On Dec 9, 2019, 11:58 AM -0800, John Cowan <>, wrote:
Good catch. The prose is right, the rules are wrong.  I'm preparing a PR that will fix this along with some minor typos.

On Mon, Dec 9, 2019 at 2:49 PM Chris Hanson <> wrote:

Unicode uses the term graphic characters to include whitespace, but here we follow Posix and call them printable characters, restricting the former term to exclude whitespace.

char-set:graphic      = char-set:printing + char-set:whitespace

char-set:printing     = category L* + category N* + category + category M*
                        category S* + category P*
On Dec 9, 2019, 11:13 AM -0800, John Cowan <>, wrote:

On Mon, Dec 9, 2019 at 1:38 PM Arthur A. Gleckler <> wrote:
Back in April, John pointed out that SRFI 14 Charset Definitions is based on old definitions from Java 1.0, and that Unicode has changed quite a bit since then:

John has since proposed some revisions to SRFI 14 to bring it up to date with modern Unicode, but we haven't been able to get Olin Shivers, the SRFI author, to weigh in, so I've added a link to John's notes as a "post-finalization note," not an erratum, in the Status section.
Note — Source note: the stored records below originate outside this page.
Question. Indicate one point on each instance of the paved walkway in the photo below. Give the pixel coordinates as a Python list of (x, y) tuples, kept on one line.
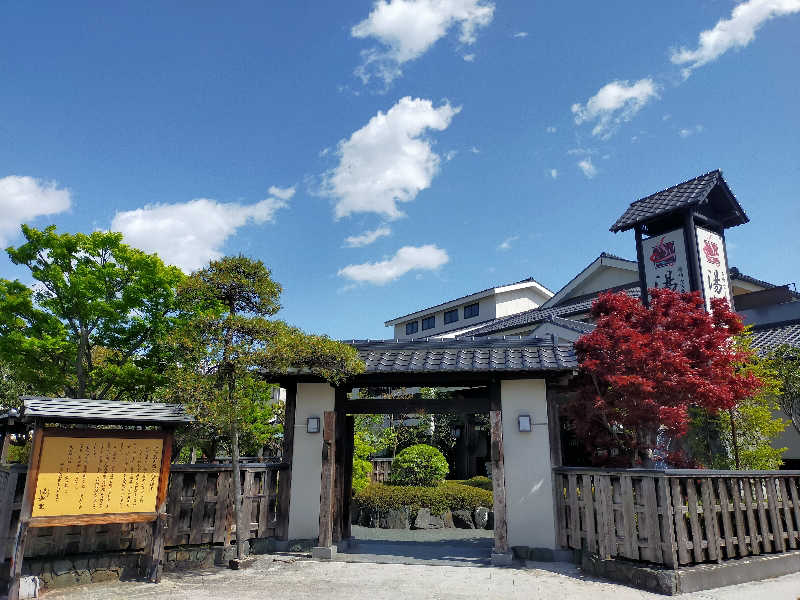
[(438, 547), (288, 577)]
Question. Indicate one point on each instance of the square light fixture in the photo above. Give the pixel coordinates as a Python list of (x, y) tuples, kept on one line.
[(524, 422), (312, 425)]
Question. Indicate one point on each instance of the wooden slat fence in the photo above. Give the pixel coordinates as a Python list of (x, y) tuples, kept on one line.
[(677, 517), (381, 469), (198, 505)]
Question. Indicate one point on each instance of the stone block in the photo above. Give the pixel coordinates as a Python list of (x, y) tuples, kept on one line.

Here's John's description of the proposed revisions:
Unicode, Latin-1 and ASCII definitions of the standard character sets section below reflect Java 1.0, which in turn reflects Unicode 2.0.  Unicode's definitions of these groups of characters has been substantially revised and updated since then, although the ASCII and Latin-1 definitions are frozen and will always be correct.
This note recommends that implementers of new implementations and maintainers of existing ones update their implementations to use the current Unicode definitions, as detailed in the supplementary CharsetDefinitions file.